Inject Once, Use Everywhere
Services — Long-Lived Singletons
Services are singleton classes that hold cross-cutting state — auth, router, store, feature flags — and are injected via the `@service` decorator.
What you'll learn
- Generate a service with `ember g service`
- Inject it with the `@service` decorator
- Use a service from components, routes, and other services
A service is a singleton living on Ember’s dependency-injection container.
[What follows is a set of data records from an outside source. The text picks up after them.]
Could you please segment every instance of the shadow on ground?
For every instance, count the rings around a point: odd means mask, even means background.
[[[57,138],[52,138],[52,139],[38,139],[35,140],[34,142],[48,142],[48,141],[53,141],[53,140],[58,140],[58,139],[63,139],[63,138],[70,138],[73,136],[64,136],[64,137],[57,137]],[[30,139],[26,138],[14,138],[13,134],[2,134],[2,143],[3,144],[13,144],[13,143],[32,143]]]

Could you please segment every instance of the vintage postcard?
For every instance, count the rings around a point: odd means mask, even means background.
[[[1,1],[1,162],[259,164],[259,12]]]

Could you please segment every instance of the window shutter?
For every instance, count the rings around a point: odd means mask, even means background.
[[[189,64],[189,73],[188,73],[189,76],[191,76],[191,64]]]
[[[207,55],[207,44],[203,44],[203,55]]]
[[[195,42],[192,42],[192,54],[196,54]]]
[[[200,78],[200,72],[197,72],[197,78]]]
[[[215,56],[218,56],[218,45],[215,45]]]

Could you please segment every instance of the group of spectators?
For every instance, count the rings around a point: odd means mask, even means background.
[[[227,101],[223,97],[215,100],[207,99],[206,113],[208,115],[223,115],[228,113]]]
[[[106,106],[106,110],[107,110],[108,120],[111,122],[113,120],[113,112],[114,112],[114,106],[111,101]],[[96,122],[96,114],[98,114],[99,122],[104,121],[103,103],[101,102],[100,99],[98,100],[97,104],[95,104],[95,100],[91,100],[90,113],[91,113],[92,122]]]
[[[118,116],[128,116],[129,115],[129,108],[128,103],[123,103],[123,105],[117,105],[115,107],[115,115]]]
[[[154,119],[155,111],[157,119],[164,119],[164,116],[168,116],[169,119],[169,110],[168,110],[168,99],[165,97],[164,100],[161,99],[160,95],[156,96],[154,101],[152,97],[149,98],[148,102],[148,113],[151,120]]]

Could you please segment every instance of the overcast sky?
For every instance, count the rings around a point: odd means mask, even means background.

It is the right place for authentication state, feature flags, the current shopping cart, or any data shared across routes and components.
Define a Service
// app/services/auth.js
import Service from '@ember/service';
import { tracked } from '@glimmer/tracking';
export default class AuthService extends Service {
@tracked user = null;
get isLoggedIn() {
return this.user !== null;
}
async login(email, password) {
const res = await fetch('/api/login', {
method: 'POST',
body: JSON.stringify({ email, password }),
});
this.user = await res.json();
}
logout() {
this.user = null;
}
} @tracked user means any template reading this.auth.user re-renders when login or logout runs.
Inject It
// app/components/nav-bar.js
import Component from '@glimmer/component';
import { service } from '@ember/service';
export default class NavBar extends Component {
@service auth;
@service router;
} The field name (auth) must match the service file name. Inject under a different name with @service('auth') currentUser.